24 hours is not enough
The family used to have a very active social life. Every one of them had a separate hobby like volleyball, soccer, running, hockey, gymnastics in a club. A busy young family. In those days every day was too short already. In the meantime tasks have grown much bigger. Therefore help by a third party has become necessary. Every morning and every evening the Wit-Gele Kruis (White and Yellow Cross) is helping with washing, showering, shaving... Every day the Family Support presented by the OCMW (Public Centre for Social Welfare) is ready to support Wim in the afternoon when he returns from his job. Both the physician and the speech therapist are always calling at home. Friends come around regularly and bring a delicious meal. Natacha says that 24 hours is just too short, because in spite of all that help you tend to run ahead of yourself.
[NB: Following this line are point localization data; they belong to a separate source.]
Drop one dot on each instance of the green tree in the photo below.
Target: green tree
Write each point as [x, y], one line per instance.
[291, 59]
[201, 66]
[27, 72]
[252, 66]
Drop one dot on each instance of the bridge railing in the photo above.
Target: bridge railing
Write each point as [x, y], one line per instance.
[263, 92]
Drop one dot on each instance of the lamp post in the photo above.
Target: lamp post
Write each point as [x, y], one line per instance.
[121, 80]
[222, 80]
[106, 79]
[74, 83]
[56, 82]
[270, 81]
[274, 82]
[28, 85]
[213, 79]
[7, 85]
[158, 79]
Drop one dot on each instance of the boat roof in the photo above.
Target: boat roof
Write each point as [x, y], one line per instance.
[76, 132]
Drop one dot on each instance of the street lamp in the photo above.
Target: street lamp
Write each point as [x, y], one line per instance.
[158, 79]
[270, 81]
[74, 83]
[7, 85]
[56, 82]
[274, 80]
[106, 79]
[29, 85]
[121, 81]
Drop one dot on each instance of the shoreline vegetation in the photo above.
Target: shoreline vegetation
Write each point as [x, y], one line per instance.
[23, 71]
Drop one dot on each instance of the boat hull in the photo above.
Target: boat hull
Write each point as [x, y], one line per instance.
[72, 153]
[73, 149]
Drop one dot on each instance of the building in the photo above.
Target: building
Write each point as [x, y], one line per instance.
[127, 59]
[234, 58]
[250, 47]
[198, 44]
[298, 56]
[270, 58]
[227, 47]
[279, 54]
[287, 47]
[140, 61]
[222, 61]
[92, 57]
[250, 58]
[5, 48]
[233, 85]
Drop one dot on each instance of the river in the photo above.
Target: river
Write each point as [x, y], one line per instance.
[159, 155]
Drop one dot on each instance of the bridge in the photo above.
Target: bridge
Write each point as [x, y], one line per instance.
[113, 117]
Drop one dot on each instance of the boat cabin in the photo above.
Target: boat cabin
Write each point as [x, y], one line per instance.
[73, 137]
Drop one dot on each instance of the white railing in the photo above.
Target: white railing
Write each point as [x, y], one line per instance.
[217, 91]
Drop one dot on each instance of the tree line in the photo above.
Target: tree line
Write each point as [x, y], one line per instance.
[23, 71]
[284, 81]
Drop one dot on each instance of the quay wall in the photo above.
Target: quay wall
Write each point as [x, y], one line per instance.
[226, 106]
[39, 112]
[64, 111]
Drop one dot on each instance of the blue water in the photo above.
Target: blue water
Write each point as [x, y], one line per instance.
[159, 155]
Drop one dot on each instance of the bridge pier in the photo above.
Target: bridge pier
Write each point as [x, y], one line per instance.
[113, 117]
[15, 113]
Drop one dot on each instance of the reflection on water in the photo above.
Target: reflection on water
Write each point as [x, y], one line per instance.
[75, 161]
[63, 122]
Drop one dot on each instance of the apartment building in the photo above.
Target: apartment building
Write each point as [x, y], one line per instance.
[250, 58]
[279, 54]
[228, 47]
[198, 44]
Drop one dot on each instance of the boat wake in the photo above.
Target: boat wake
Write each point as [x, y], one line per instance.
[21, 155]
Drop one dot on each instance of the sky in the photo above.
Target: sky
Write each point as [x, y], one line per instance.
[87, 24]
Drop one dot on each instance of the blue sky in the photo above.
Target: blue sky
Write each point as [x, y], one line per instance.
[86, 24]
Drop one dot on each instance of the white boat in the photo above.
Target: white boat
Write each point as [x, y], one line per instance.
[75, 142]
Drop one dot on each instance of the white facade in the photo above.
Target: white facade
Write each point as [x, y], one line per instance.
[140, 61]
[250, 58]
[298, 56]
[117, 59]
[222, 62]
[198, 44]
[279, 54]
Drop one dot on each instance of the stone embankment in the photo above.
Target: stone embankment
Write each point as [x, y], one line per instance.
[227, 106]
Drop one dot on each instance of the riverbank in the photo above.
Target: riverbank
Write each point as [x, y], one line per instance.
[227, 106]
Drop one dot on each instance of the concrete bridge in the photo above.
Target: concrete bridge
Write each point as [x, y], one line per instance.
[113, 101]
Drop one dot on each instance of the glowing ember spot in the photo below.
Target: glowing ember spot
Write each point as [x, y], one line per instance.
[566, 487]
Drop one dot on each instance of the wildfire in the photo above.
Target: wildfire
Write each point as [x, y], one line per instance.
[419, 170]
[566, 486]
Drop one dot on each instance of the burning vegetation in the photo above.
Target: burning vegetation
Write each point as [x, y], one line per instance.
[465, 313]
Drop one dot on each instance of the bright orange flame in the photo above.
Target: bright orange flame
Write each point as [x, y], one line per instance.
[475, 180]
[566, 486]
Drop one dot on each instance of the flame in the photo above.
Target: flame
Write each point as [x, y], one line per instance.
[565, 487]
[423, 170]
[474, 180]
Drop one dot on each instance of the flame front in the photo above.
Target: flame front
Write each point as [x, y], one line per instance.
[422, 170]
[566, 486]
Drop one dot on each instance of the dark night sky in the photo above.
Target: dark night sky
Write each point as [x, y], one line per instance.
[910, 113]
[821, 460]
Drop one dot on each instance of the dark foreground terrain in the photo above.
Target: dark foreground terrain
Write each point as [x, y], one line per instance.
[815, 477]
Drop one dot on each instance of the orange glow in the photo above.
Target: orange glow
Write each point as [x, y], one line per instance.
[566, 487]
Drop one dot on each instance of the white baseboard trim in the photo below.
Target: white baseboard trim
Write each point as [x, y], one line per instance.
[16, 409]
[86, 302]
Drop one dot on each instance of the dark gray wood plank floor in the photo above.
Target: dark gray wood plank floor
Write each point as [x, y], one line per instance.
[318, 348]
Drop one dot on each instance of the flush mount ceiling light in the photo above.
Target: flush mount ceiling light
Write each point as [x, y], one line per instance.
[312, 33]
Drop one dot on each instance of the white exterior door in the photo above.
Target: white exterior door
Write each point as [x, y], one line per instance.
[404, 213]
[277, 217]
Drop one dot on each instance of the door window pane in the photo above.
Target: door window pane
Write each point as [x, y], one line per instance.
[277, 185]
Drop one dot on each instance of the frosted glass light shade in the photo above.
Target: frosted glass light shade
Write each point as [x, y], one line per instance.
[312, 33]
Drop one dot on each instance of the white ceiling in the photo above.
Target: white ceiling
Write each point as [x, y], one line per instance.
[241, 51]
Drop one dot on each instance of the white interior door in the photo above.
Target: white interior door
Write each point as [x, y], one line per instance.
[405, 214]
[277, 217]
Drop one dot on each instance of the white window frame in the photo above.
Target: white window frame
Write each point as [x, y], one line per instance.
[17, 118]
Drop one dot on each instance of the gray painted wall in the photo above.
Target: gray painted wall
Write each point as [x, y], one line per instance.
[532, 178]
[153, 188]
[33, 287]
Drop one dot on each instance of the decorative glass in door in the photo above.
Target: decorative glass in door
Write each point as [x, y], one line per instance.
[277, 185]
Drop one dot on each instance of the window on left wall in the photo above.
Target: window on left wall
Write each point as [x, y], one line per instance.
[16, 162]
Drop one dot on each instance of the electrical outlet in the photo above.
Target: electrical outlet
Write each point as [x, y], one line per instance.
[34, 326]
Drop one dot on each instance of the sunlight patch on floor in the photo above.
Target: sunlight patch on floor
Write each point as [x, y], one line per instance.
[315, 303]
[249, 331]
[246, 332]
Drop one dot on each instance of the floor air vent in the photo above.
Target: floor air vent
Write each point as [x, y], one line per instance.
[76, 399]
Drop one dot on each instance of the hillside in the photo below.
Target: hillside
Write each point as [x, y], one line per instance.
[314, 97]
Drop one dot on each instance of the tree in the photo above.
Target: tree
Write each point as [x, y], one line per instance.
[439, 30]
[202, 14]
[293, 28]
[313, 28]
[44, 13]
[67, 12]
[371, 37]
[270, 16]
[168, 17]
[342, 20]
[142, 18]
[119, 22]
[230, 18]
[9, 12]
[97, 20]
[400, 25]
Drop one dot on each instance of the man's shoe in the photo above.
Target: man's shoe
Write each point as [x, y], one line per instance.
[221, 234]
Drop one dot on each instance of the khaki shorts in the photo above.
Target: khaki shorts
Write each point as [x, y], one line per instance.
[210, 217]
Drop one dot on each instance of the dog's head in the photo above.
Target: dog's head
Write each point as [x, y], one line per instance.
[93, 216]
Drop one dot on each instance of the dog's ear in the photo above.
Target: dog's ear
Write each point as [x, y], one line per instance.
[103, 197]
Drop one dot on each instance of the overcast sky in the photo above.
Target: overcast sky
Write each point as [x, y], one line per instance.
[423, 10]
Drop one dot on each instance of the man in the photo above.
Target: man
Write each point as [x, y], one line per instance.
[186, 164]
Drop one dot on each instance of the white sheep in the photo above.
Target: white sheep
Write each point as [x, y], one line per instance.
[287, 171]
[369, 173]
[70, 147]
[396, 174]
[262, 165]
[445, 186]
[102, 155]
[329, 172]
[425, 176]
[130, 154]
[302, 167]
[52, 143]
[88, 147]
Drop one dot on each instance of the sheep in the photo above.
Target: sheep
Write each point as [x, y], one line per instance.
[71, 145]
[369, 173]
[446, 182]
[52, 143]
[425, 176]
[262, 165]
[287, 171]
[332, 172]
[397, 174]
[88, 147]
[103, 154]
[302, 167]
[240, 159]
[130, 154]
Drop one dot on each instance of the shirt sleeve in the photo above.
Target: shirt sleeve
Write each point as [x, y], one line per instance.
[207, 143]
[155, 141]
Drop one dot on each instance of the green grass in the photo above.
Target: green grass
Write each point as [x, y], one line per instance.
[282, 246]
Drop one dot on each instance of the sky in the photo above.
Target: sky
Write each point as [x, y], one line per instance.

While for now she has to give up some of her hobbies, the family still tries to make it possible for the children to have all their hobbies, thanks to the help they get from other parents, friends and family members who drive them back and forth numerous times.
Christmas and friends visiting
The family has decided that this year Christmas had to be something special. There were a few nice family moments and there was a lot of hugging, and Wim sent a message to friends and acquaintances asking them if they could, in turn, be visiting them and having dinner with them the week before Christmas, the Warmest Week, so as to give them a hand. There were many reactions to this request, more than was expected. A week was planned but one week became two weeks, with another waiting list of people who really wanted to be of any help in the near future. The fact that Wim uses his speech computer nowadays makes it again easier for us -and for friends and family- to communicate with him. Before that people were rather reticent, they didn't dare to do so, because they were afraid that maybe they wouldn't understand Wim, but with the speech computer communication fortunately became easier again.